Juxtaposition Arts is a youth oriented non-profit visual art center in North Minneapolis, Minnesota, known for community collaborations, studio classes and workshops, public mural programs, and art exhibitions.
"Juxtaposition Arts develops community by engaging and employing young urban artists in hands-on education initiatives that create pathways to self-sufficiency while actualizing creative power."[1]
Juxtaposition Arts was founded in 1995 by DeAnna Cummings, her husband Roger Cummings, and Peyton Scott Russell. The organization's mission is to empower youth and community to use the arts to actualize their full potential.[2] It originated as an after-school program teaching airbrushing and graffiti art. JXTA's youth artists work with local organizations such to learn how to make money while embracing their passions.[3]

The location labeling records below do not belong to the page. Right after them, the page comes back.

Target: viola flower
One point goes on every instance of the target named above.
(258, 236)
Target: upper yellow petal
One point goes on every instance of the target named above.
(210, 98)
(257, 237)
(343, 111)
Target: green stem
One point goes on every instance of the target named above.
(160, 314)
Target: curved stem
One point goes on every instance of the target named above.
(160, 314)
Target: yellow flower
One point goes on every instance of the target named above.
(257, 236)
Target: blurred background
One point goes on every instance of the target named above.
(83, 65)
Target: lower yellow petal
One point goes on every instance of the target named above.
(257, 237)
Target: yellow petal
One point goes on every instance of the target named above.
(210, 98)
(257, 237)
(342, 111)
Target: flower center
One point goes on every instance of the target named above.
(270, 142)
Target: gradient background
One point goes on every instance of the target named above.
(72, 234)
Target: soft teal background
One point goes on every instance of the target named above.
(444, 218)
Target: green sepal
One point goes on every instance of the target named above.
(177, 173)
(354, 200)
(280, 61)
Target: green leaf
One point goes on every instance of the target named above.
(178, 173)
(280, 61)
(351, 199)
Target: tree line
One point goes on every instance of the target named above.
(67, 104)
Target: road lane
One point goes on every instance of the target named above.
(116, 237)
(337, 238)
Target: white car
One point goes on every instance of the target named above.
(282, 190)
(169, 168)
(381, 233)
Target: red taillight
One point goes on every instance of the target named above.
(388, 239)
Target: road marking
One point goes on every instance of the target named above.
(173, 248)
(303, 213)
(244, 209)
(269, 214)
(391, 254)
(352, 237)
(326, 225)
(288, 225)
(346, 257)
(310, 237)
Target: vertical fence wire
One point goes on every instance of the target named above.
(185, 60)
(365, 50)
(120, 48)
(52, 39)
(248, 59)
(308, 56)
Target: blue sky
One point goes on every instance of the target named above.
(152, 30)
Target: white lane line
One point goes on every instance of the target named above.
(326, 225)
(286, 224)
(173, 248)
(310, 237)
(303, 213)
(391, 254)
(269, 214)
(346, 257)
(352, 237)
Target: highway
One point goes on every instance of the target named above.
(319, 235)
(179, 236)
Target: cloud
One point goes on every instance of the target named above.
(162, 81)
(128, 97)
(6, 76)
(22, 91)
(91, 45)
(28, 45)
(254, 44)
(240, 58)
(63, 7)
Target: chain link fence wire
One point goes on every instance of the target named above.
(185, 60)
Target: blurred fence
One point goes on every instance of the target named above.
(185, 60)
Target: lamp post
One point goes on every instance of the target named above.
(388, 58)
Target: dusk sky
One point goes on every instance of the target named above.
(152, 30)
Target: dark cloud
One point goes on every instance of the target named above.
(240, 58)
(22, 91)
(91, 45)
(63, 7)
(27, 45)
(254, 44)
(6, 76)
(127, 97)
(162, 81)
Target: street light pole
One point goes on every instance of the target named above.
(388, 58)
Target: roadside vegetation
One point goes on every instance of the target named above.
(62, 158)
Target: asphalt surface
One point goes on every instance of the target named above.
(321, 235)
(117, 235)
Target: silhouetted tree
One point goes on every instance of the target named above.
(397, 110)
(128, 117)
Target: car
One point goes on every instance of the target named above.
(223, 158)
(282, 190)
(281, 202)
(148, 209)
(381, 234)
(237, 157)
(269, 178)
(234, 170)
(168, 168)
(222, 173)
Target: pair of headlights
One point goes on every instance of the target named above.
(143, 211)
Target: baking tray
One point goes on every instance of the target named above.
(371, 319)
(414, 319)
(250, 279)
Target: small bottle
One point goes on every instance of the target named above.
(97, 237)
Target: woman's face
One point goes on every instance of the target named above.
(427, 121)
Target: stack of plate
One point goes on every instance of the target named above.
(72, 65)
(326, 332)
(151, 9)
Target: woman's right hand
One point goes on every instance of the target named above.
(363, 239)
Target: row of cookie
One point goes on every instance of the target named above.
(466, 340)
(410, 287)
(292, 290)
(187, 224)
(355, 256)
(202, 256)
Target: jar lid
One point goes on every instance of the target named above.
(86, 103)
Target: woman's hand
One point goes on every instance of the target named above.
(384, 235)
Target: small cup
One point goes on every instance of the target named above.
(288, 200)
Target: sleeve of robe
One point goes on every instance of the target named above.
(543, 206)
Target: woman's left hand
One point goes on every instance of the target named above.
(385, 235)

Juxtaposition Arts provides visual arts literacy training and design based jobs for the youth in the community. This approach not only motivates the next generation of creative workers, but the production and output from these jobs that include murals, public art, graphic design, art installations, and clothing.[2] They employ 70 artists ages 14 – 22 as art apprentices and teach free art classes for students ages 8 – 22.[4]
It is in the middle of an $8.2 million, six-year expansion.
In 2019, Juxtaposition Arts partnered with City of Skate to build a "Skate-able Art Plaza" which included flexible open spaces, art installations, a skate plaza, and sustainable storm water management.[5] This project received $50,000 in funding each from the Mississippi Watershed Management Organization, a Kickstarter, and Minnesota Super Bowl Host Committee Legacy Fund.[5][6]
Bank of America funded both Juxtapostion Arts and Project for Pride in Living through a $400,000 grant in 2019.[4]
In September 2021, the organization broke ground on a new building on its campus in North Minneapolis.[7] In June 2023, the new building was completed and opened.[8] The new facility includes a library with public art-focused holdings from the donation of the Forecast Public Art Library.[9] It also features a stormwater retention and reuse system that was supported with funding from the Mississippi Watershed Management Organization.[10]
The Guthrie Theater in Minneapolis commissioned JXTA to create a work for its building as part of the theater's anti-racism commitments.[11] The sculpture, "Luminous Current" by D’Angelo Raymond and Temesgen Besha, was installed in 2019 on the ninth floor. Raymond and Besha worked as artist apprentices under the guidance of lead designers and architects Niko Kubota and Sam Ero-Phillips. The glowing 40-foot long, 200-pound aluminum sculpture hangs from the ceiling and is meant to evoke the area where the theater is located between the Mississippi River and downtown Minneapolis.[12]
In 2023, JXTA collaborated with Red Wing Shoes on a capsule collection that included a limited-edition boot and a hoodie. The collection sold out and proceeds supported programming for JXTA. The collaboration also featured a series of seven billboards in Minneapolis featuring art from apprentices, alumni, and friends of JXTA.[13] While the billboards were temporary, the art can still be seen on an online map.[14]
In May 2023, youth from Juxtaposition created a multimedia installation in the lobby of Orchestra Hall in downtown Minneapolis as part of the world premiere of brea(d)th by Carlos Simon and Marc Bamuthi Joseph to honor the struggle for racial justice.[15]
Juxtaposition worked with the City of Brooklyn Center in 2023 on the design for a memorial to Daunte Wright, a 20-year-old Black man who was shot and killed during a traffic stop in the city in 2021.[16]
The Minneapolis Park and Recreation Board (MPRB) worked with a group from JXTA's Environmental Design lab on a sculptural bike bridge that was installed in Hall Park in the Near North neighborhood in November 2023.[17] JXTA apprentice Isaiah Hunter's design for a community table was selected by MPRB for the rebuilt pavilion at Bde Maka Ska, and the wood and steel table was installed in November 2023. Hunter worked with the fabrication company Concrete Pig on the table.[18]
Minneapolis city council member Jeremiah Ellison got his start at Juxtaposition painting murals.[19] Aaron Seymour-Anderson was an apprentice with JXTA in his youth, and in 2023 was Red Wing Shoe's head of brand and creative after working as a creative director for Nike.[20] Ameen Taahir is a multidisciplinary artist from Brooklyn Park, MN who was in the JXTA Textile Lab in 2006-07. His designs were featured on tech accessories by Target in 2023.[21]